Congenital adrenal hyperplasia is a group of inherited conditions affecting hormone production in the adrenal glands, small organs that sit above the kidneys. These glands normally produce essential hormones that help the body respond to stress, control blood pressure, regulate salt and water balance, and support normal growth and development. People with this condition require lifelong treatment to replace missing hormones and prevent serious complications, though the specific approach depends on the type and severity of the condition.

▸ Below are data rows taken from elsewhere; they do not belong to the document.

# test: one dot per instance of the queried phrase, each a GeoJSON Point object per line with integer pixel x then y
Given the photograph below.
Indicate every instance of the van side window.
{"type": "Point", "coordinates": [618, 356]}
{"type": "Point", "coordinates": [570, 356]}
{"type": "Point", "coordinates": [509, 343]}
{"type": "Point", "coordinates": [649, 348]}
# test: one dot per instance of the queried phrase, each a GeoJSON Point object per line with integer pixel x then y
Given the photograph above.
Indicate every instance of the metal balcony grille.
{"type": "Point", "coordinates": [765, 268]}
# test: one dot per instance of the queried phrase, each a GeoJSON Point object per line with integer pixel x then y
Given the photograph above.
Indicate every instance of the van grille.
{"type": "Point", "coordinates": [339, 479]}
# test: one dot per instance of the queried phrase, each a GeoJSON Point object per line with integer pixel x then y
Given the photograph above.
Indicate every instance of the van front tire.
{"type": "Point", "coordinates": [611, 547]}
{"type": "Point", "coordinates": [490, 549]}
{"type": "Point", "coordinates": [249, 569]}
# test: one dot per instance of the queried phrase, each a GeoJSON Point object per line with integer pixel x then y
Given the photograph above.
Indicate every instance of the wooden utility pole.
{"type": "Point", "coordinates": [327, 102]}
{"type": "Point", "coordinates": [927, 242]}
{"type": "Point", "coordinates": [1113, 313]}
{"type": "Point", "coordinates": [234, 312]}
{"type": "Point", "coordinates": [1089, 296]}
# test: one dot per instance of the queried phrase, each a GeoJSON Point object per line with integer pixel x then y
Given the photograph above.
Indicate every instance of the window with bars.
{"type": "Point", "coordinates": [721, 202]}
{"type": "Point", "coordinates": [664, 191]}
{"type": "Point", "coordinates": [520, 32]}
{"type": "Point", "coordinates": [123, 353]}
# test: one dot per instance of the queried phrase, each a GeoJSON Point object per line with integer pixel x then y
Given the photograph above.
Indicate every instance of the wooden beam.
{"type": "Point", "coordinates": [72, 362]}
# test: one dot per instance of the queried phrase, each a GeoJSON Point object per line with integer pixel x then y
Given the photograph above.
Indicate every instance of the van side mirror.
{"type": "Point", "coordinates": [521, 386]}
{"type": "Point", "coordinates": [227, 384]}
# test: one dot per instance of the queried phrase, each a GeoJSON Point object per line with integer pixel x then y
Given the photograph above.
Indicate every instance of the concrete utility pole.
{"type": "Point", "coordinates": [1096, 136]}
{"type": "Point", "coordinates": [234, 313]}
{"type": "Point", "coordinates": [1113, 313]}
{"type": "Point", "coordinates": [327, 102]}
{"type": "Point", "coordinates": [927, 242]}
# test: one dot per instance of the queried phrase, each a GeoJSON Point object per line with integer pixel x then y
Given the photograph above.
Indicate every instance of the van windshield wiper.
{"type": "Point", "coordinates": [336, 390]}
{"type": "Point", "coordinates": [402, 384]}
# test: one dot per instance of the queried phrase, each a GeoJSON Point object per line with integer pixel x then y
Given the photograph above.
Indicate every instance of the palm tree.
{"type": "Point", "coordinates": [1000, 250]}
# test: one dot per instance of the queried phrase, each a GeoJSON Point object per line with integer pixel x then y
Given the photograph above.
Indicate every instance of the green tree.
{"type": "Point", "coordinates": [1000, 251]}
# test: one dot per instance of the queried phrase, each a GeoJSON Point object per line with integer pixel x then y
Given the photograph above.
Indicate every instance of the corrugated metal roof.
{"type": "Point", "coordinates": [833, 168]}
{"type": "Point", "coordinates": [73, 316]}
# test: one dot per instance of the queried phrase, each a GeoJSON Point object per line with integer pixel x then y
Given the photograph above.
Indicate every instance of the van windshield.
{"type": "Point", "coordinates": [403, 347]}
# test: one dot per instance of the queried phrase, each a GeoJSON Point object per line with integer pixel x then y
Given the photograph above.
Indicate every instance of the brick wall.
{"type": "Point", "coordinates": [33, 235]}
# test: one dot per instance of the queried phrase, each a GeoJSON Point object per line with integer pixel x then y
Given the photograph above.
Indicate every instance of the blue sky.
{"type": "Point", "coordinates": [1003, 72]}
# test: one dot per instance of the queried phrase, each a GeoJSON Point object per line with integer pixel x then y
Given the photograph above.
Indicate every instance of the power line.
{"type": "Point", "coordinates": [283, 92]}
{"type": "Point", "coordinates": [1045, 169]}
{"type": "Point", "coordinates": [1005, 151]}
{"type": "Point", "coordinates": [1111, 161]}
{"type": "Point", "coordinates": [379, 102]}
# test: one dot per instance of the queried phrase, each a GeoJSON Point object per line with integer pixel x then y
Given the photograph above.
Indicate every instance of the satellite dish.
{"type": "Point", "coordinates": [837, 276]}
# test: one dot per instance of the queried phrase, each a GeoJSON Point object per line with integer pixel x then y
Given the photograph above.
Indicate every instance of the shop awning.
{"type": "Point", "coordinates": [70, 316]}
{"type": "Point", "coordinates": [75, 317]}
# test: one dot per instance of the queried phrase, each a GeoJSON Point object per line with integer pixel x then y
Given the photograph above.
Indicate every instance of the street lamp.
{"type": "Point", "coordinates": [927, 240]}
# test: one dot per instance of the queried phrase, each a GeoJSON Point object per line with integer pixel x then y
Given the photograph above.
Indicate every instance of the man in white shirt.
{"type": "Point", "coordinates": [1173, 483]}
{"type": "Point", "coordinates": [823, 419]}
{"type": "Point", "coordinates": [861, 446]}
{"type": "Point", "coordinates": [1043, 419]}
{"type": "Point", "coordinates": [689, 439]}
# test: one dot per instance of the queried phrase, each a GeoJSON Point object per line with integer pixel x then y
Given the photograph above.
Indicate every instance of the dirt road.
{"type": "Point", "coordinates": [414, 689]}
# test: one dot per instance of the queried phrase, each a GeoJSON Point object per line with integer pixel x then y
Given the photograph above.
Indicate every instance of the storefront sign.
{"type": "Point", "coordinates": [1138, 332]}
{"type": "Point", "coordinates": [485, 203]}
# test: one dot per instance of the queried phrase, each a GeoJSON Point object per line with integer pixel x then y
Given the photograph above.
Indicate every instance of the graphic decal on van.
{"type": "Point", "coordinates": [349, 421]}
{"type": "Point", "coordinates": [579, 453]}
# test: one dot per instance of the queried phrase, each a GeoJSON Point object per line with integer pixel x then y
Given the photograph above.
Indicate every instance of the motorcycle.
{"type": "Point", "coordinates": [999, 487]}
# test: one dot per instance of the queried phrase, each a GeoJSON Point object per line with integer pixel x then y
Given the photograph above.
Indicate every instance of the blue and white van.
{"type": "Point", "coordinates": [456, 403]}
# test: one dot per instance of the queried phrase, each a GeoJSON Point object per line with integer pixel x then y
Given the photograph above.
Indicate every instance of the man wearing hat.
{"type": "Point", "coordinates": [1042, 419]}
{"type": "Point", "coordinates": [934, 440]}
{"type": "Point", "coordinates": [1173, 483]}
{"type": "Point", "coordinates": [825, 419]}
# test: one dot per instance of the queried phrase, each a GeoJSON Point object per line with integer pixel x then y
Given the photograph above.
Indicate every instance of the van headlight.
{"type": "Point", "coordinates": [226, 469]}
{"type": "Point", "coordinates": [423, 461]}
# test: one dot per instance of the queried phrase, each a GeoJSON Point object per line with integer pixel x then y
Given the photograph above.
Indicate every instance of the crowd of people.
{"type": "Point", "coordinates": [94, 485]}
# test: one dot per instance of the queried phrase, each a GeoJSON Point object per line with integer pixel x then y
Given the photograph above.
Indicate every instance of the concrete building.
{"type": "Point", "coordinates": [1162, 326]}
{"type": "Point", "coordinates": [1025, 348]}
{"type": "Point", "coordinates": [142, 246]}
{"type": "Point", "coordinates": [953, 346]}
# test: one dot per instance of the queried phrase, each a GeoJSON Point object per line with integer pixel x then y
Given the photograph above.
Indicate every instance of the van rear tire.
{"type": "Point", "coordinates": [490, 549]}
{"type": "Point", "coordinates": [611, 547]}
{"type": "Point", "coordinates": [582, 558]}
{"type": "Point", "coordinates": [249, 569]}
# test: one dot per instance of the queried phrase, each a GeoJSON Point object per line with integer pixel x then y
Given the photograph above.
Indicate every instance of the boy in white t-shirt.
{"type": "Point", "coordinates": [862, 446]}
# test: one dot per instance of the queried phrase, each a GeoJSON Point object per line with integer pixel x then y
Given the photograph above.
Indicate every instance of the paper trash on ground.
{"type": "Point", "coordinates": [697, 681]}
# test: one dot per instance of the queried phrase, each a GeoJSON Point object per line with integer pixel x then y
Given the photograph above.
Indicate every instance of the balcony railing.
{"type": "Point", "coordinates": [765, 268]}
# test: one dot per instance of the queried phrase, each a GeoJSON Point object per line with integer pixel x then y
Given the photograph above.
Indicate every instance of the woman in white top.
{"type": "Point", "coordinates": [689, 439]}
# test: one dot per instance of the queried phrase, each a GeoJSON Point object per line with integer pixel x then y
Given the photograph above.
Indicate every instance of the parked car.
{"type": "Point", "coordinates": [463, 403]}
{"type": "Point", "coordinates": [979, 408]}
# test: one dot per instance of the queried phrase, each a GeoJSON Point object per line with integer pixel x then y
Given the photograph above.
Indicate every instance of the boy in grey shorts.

Finding the Right Path: How Treatment Goals Shape Daily Management

Treatment for congenital adrenal hyperplasia, often shortened to CAH, focuses on several important goals that go beyond simply taking medication each day. The main aim is to restore the balance of hormones that the body cannot produce on its own, which helps prevent life-threatening emergencies and supports healthy development throughout life. For children, this means ensuring they grow at a normal rate and go through puberty at the right time. For adults, treatment helps maintain energy levels, blood pressure control, and overall quality of life.^[1]

The treatment approach must be carefully tailored to each person’s specific situation. Someone with the severe classic form of CAH, which appears at birth or in early infancy, will need a very different treatment plan than someone with the milder nonclassic form, which might not become obvious until childhood or even adulthood. Medical professionals also consider the person’s age, the specific enzyme that is lacking, and whether they experience problems with salt balance in their body.^[2]

Beyond these immediate concerns, treatment aims to prevent long-term complications that can develop over many years. These may include problems with bone strength, difficulties with fertility, challenges with blood sugar control, and impacts on mental and emotional health. Because CAH affects people throughout their entire lives, the treatment plan must adapt as they move from infancy through childhood, adolescence, and into adulthood. Regular monitoring and adjustments help ensure that hormone levels stay as close to normal as possible without causing unwanted side effects.^[4]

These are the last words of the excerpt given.